SPC has delivered a profit for the first time in years.
But the fruit processor’s parent company Coca Cola Amatil is not saying how much.
SPC, in its centenary year, has been under considerable pressure in recent years with competition from cheap imports and declining sales in traditional categories.
The company has also been unable to convince governments that public sector consumers such as hospitals should be using Australian grown products rather than imported varieties.
Coca Cola Amatil announced a net after-tax profit of $416million, similar to last year.
The annual report noted the SPC team had worked hard to deliver on the investment plan objectives and had made significant progress in modernising its manufacturing capabilities and bringing new innovative products to market, such as ProVital, Perfect Fruit and several snack fruit products.
‘‘We look forward to building further on the small profit that was delivered in 2017,’’ the operating report said.
‘‘We see a strong future for SPC as it continues to expand its range of products and targets additional markets.
‘‘With the joint investment program with the Victorian Government expected to be completed this year, we remain committed to securing SPC’s long-term future.’’

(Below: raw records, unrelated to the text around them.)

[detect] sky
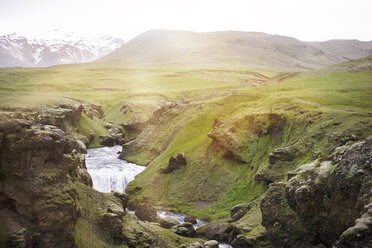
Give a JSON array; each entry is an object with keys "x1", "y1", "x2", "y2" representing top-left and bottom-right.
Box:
[{"x1": 0, "y1": 0, "x2": 372, "y2": 41}]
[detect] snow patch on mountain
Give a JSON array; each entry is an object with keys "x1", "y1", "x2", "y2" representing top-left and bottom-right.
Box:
[{"x1": 0, "y1": 30, "x2": 124, "y2": 67}]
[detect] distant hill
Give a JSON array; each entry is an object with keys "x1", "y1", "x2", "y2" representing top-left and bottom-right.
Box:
[
  {"x1": 98, "y1": 30, "x2": 372, "y2": 70},
  {"x1": 0, "y1": 30, "x2": 124, "y2": 67},
  {"x1": 309, "y1": 40, "x2": 372, "y2": 60},
  {"x1": 322, "y1": 56, "x2": 372, "y2": 72}
]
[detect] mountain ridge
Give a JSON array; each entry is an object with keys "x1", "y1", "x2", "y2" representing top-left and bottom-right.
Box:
[
  {"x1": 0, "y1": 30, "x2": 124, "y2": 67},
  {"x1": 98, "y1": 30, "x2": 372, "y2": 70}
]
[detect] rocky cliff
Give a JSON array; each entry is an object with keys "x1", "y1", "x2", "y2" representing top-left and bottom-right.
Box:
[
  {"x1": 261, "y1": 138, "x2": 372, "y2": 247},
  {"x1": 0, "y1": 104, "x2": 209, "y2": 248},
  {"x1": 0, "y1": 105, "x2": 92, "y2": 247}
]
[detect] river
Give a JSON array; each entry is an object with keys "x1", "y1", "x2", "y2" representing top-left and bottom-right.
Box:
[{"x1": 85, "y1": 146, "x2": 232, "y2": 248}]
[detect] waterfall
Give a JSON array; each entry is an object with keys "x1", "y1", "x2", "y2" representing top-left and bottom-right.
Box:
[{"x1": 85, "y1": 146, "x2": 145, "y2": 193}]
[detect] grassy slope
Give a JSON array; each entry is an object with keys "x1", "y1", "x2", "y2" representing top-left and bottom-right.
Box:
[
  {"x1": 0, "y1": 63, "x2": 277, "y2": 147},
  {"x1": 123, "y1": 67, "x2": 372, "y2": 240},
  {"x1": 0, "y1": 56, "x2": 372, "y2": 244}
]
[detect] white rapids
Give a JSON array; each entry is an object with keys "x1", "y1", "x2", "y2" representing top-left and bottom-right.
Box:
[
  {"x1": 85, "y1": 146, "x2": 232, "y2": 248},
  {"x1": 85, "y1": 146, "x2": 145, "y2": 193}
]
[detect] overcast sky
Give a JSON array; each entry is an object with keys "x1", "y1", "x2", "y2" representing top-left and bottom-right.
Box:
[{"x1": 0, "y1": 0, "x2": 372, "y2": 41}]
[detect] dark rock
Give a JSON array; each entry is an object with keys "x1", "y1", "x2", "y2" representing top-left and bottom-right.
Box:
[
  {"x1": 231, "y1": 234, "x2": 255, "y2": 248},
  {"x1": 100, "y1": 136, "x2": 115, "y2": 146},
  {"x1": 196, "y1": 222, "x2": 233, "y2": 242},
  {"x1": 83, "y1": 104, "x2": 104, "y2": 119},
  {"x1": 183, "y1": 216, "x2": 197, "y2": 224},
  {"x1": 204, "y1": 240, "x2": 219, "y2": 248},
  {"x1": 113, "y1": 191, "x2": 129, "y2": 209},
  {"x1": 172, "y1": 222, "x2": 196, "y2": 238},
  {"x1": 156, "y1": 217, "x2": 180, "y2": 228},
  {"x1": 229, "y1": 203, "x2": 251, "y2": 222},
  {"x1": 135, "y1": 203, "x2": 158, "y2": 222},
  {"x1": 180, "y1": 242, "x2": 204, "y2": 248},
  {"x1": 261, "y1": 138, "x2": 372, "y2": 247},
  {"x1": 160, "y1": 153, "x2": 187, "y2": 174},
  {"x1": 255, "y1": 147, "x2": 298, "y2": 183},
  {"x1": 269, "y1": 147, "x2": 294, "y2": 165},
  {"x1": 101, "y1": 213, "x2": 123, "y2": 240},
  {"x1": 0, "y1": 105, "x2": 86, "y2": 247},
  {"x1": 88, "y1": 130, "x2": 95, "y2": 144},
  {"x1": 6, "y1": 228, "x2": 33, "y2": 248}
]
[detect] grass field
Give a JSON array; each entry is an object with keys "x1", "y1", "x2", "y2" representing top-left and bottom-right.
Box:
[{"x1": 0, "y1": 56, "x2": 372, "y2": 242}]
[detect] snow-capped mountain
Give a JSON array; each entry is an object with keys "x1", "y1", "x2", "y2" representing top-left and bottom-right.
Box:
[{"x1": 0, "y1": 30, "x2": 124, "y2": 67}]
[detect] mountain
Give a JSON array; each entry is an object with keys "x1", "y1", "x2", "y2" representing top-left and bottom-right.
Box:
[
  {"x1": 99, "y1": 30, "x2": 372, "y2": 70},
  {"x1": 0, "y1": 30, "x2": 124, "y2": 67},
  {"x1": 309, "y1": 40, "x2": 372, "y2": 60}
]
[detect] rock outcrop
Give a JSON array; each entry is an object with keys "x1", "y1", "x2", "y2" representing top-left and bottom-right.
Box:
[
  {"x1": 100, "y1": 121, "x2": 127, "y2": 146},
  {"x1": 255, "y1": 147, "x2": 298, "y2": 183},
  {"x1": 196, "y1": 222, "x2": 235, "y2": 242},
  {"x1": 160, "y1": 153, "x2": 187, "y2": 174},
  {"x1": 0, "y1": 105, "x2": 92, "y2": 247},
  {"x1": 183, "y1": 216, "x2": 198, "y2": 224},
  {"x1": 119, "y1": 102, "x2": 188, "y2": 165},
  {"x1": 208, "y1": 113, "x2": 286, "y2": 162},
  {"x1": 229, "y1": 203, "x2": 251, "y2": 222},
  {"x1": 261, "y1": 138, "x2": 372, "y2": 247},
  {"x1": 172, "y1": 222, "x2": 196, "y2": 238},
  {"x1": 135, "y1": 203, "x2": 158, "y2": 222}
]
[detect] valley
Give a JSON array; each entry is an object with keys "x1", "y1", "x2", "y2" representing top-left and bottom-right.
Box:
[{"x1": 0, "y1": 32, "x2": 372, "y2": 248}]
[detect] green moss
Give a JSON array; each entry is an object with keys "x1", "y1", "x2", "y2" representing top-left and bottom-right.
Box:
[
  {"x1": 78, "y1": 113, "x2": 108, "y2": 148},
  {"x1": 342, "y1": 230, "x2": 352, "y2": 236},
  {"x1": 0, "y1": 214, "x2": 8, "y2": 247}
]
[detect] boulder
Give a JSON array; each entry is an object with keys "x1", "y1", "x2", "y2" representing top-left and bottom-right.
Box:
[
  {"x1": 180, "y1": 242, "x2": 204, "y2": 248},
  {"x1": 101, "y1": 213, "x2": 123, "y2": 240},
  {"x1": 157, "y1": 217, "x2": 180, "y2": 229},
  {"x1": 204, "y1": 240, "x2": 219, "y2": 248},
  {"x1": 113, "y1": 191, "x2": 129, "y2": 209},
  {"x1": 100, "y1": 136, "x2": 115, "y2": 146},
  {"x1": 160, "y1": 153, "x2": 187, "y2": 174},
  {"x1": 6, "y1": 228, "x2": 33, "y2": 248},
  {"x1": 231, "y1": 234, "x2": 255, "y2": 248},
  {"x1": 135, "y1": 203, "x2": 158, "y2": 222},
  {"x1": 255, "y1": 146, "x2": 298, "y2": 183},
  {"x1": 196, "y1": 222, "x2": 233, "y2": 242},
  {"x1": 183, "y1": 216, "x2": 197, "y2": 224},
  {"x1": 172, "y1": 222, "x2": 196, "y2": 238},
  {"x1": 261, "y1": 138, "x2": 372, "y2": 247},
  {"x1": 229, "y1": 203, "x2": 251, "y2": 222}
]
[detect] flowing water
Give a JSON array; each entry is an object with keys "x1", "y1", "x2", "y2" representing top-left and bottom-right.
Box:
[
  {"x1": 85, "y1": 146, "x2": 232, "y2": 248},
  {"x1": 85, "y1": 146, "x2": 145, "y2": 193}
]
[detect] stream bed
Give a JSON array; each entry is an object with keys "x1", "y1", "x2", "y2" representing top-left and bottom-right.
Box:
[{"x1": 85, "y1": 146, "x2": 232, "y2": 248}]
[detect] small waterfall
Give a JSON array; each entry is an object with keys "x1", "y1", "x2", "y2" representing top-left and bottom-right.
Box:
[
  {"x1": 85, "y1": 146, "x2": 145, "y2": 193},
  {"x1": 85, "y1": 146, "x2": 232, "y2": 248}
]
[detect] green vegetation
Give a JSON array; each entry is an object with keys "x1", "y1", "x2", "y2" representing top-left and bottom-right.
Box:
[
  {"x1": 0, "y1": 214, "x2": 8, "y2": 247},
  {"x1": 0, "y1": 54, "x2": 372, "y2": 244}
]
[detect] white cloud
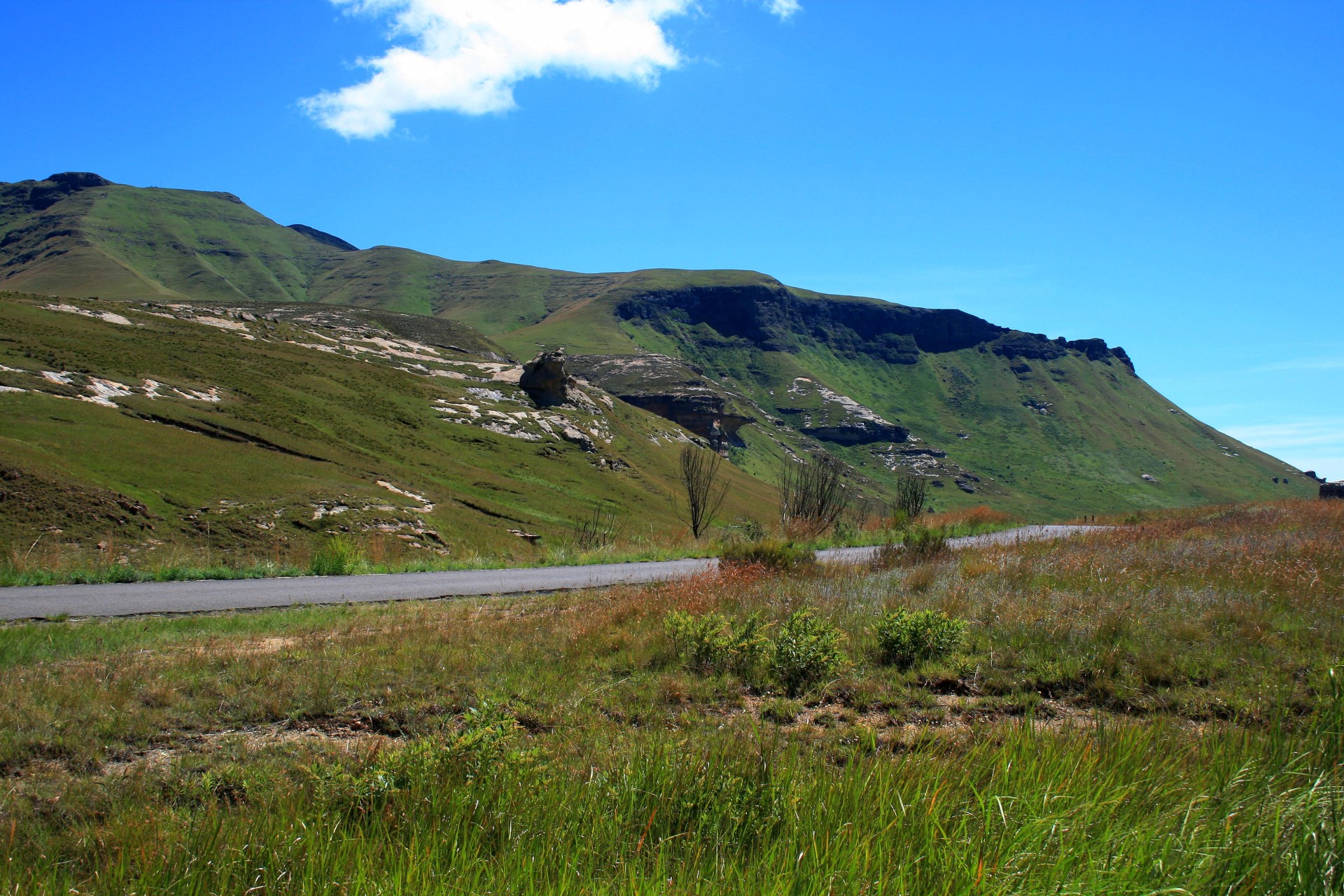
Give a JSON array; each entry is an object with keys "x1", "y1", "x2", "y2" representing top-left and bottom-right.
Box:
[
  {"x1": 301, "y1": 0, "x2": 802, "y2": 139},
  {"x1": 302, "y1": 0, "x2": 693, "y2": 137},
  {"x1": 1226, "y1": 418, "x2": 1344, "y2": 478}
]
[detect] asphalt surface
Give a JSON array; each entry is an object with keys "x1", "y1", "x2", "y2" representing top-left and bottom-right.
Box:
[{"x1": 0, "y1": 525, "x2": 1100, "y2": 620}]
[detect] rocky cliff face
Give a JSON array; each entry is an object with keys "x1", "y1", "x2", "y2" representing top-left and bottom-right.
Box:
[
  {"x1": 570, "y1": 355, "x2": 754, "y2": 450},
  {"x1": 780, "y1": 376, "x2": 910, "y2": 444},
  {"x1": 617, "y1": 285, "x2": 1134, "y2": 372},
  {"x1": 0, "y1": 171, "x2": 111, "y2": 211},
  {"x1": 517, "y1": 348, "x2": 578, "y2": 407},
  {"x1": 617, "y1": 285, "x2": 1007, "y2": 364}
]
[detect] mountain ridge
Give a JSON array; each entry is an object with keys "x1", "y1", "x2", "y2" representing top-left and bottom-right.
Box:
[{"x1": 0, "y1": 174, "x2": 1306, "y2": 519}]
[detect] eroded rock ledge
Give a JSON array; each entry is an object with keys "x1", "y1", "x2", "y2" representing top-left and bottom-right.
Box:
[{"x1": 568, "y1": 355, "x2": 755, "y2": 449}]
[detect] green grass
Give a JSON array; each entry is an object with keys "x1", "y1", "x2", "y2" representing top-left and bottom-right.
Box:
[{"x1": 0, "y1": 503, "x2": 1344, "y2": 895}]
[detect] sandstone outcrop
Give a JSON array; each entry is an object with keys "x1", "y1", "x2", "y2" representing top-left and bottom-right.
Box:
[
  {"x1": 570, "y1": 355, "x2": 754, "y2": 450},
  {"x1": 517, "y1": 348, "x2": 580, "y2": 407}
]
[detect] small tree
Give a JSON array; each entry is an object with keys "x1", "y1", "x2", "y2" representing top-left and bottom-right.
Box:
[
  {"x1": 778, "y1": 453, "x2": 849, "y2": 535},
  {"x1": 681, "y1": 444, "x2": 729, "y2": 539},
  {"x1": 895, "y1": 473, "x2": 929, "y2": 522}
]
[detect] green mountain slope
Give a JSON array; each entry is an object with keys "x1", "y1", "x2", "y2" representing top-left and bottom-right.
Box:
[
  {"x1": 0, "y1": 174, "x2": 1316, "y2": 519},
  {"x1": 0, "y1": 293, "x2": 769, "y2": 557}
]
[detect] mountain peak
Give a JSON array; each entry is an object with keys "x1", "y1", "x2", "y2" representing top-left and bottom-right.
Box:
[
  {"x1": 289, "y1": 224, "x2": 359, "y2": 253},
  {"x1": 47, "y1": 171, "x2": 111, "y2": 192}
]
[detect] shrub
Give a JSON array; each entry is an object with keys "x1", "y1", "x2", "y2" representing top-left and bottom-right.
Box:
[
  {"x1": 308, "y1": 535, "x2": 364, "y2": 575},
  {"x1": 895, "y1": 473, "x2": 929, "y2": 520},
  {"x1": 719, "y1": 541, "x2": 817, "y2": 573},
  {"x1": 770, "y1": 610, "x2": 844, "y2": 697},
  {"x1": 874, "y1": 608, "x2": 966, "y2": 669},
  {"x1": 663, "y1": 610, "x2": 770, "y2": 674}
]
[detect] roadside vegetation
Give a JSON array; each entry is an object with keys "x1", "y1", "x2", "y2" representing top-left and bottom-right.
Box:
[
  {"x1": 0, "y1": 497, "x2": 1020, "y2": 587},
  {"x1": 0, "y1": 501, "x2": 1344, "y2": 896}
]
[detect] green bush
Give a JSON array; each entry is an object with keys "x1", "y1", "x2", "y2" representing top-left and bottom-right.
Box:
[
  {"x1": 719, "y1": 541, "x2": 817, "y2": 573},
  {"x1": 874, "y1": 608, "x2": 966, "y2": 669},
  {"x1": 308, "y1": 535, "x2": 364, "y2": 575},
  {"x1": 663, "y1": 610, "x2": 770, "y2": 674},
  {"x1": 770, "y1": 610, "x2": 844, "y2": 697}
]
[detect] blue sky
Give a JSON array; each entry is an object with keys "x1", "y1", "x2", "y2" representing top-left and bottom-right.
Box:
[{"x1": 8, "y1": 0, "x2": 1344, "y2": 478}]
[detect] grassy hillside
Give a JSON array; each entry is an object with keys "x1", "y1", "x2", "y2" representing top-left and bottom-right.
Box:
[
  {"x1": 0, "y1": 294, "x2": 770, "y2": 572},
  {"x1": 0, "y1": 174, "x2": 1316, "y2": 519}
]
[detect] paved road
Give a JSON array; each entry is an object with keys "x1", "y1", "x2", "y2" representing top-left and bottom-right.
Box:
[{"x1": 0, "y1": 525, "x2": 1097, "y2": 620}]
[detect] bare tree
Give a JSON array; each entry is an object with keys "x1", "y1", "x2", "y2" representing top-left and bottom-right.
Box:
[
  {"x1": 681, "y1": 444, "x2": 729, "y2": 539},
  {"x1": 778, "y1": 453, "x2": 849, "y2": 535},
  {"x1": 894, "y1": 473, "x2": 929, "y2": 523}
]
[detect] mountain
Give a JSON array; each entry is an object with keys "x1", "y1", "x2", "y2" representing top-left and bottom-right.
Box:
[{"x1": 0, "y1": 174, "x2": 1315, "y2": 553}]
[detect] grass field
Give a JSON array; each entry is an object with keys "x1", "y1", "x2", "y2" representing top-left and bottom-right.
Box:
[{"x1": 0, "y1": 501, "x2": 1344, "y2": 895}]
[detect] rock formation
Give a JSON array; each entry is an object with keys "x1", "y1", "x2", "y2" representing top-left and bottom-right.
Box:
[
  {"x1": 517, "y1": 348, "x2": 580, "y2": 407},
  {"x1": 571, "y1": 355, "x2": 754, "y2": 450}
]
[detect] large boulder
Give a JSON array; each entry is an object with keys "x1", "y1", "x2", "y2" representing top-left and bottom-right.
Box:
[{"x1": 517, "y1": 348, "x2": 580, "y2": 407}]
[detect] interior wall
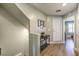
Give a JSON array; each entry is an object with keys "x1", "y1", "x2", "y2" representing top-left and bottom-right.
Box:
[
  {"x1": 16, "y1": 4, "x2": 46, "y2": 34},
  {"x1": 75, "y1": 4, "x2": 79, "y2": 51},
  {"x1": 63, "y1": 9, "x2": 77, "y2": 46},
  {"x1": 46, "y1": 16, "x2": 63, "y2": 43},
  {"x1": 16, "y1": 4, "x2": 46, "y2": 55},
  {"x1": 0, "y1": 8, "x2": 29, "y2": 56}
]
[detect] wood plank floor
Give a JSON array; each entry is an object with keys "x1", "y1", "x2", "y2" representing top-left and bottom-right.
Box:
[{"x1": 41, "y1": 39, "x2": 75, "y2": 56}]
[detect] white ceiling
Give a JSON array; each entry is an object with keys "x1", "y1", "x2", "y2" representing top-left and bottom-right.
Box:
[{"x1": 30, "y1": 3, "x2": 77, "y2": 15}]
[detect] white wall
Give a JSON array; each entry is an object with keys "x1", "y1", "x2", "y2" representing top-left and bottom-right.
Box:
[
  {"x1": 63, "y1": 9, "x2": 77, "y2": 47},
  {"x1": 16, "y1": 4, "x2": 46, "y2": 55},
  {"x1": 16, "y1": 4, "x2": 46, "y2": 34},
  {"x1": 75, "y1": 5, "x2": 79, "y2": 50},
  {"x1": 0, "y1": 8, "x2": 29, "y2": 56},
  {"x1": 46, "y1": 16, "x2": 63, "y2": 43}
]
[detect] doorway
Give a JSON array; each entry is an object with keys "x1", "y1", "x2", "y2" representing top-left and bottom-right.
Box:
[{"x1": 64, "y1": 16, "x2": 75, "y2": 56}]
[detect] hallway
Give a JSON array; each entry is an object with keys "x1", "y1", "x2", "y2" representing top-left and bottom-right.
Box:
[{"x1": 41, "y1": 39, "x2": 75, "y2": 56}]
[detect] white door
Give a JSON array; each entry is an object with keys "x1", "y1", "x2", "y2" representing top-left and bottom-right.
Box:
[{"x1": 53, "y1": 17, "x2": 63, "y2": 42}]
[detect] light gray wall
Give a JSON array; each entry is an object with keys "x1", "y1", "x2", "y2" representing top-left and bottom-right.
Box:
[
  {"x1": 0, "y1": 8, "x2": 29, "y2": 56},
  {"x1": 46, "y1": 16, "x2": 63, "y2": 43},
  {"x1": 16, "y1": 4, "x2": 46, "y2": 55}
]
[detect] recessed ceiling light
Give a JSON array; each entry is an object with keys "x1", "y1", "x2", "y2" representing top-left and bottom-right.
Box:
[{"x1": 62, "y1": 3, "x2": 67, "y2": 6}]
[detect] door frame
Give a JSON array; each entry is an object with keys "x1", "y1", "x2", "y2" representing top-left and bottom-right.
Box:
[{"x1": 63, "y1": 15, "x2": 76, "y2": 45}]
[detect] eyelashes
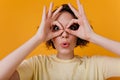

SPC recently announced it had entered into a partnership with China State Farm Agribusiness, to bring SPC products to Chinese consumers.
SPC has also announced it will explore the sale of its iconic IXL Jam and Taylors Marinades and Sauces brands made in Kyabram.
SPC’s earnings result improved from the prior year due to reduced depreciation and improved portfolio mix.
SPC’s revenue decline reflected the proactive exit from a number of private label lines as well as continued competitive pressure.
‘‘While strong marketing has improved share in tomatoes and beans and spaghetti, we continue to experience some pressure in the fruit and spreads categories,’’ the operating report said.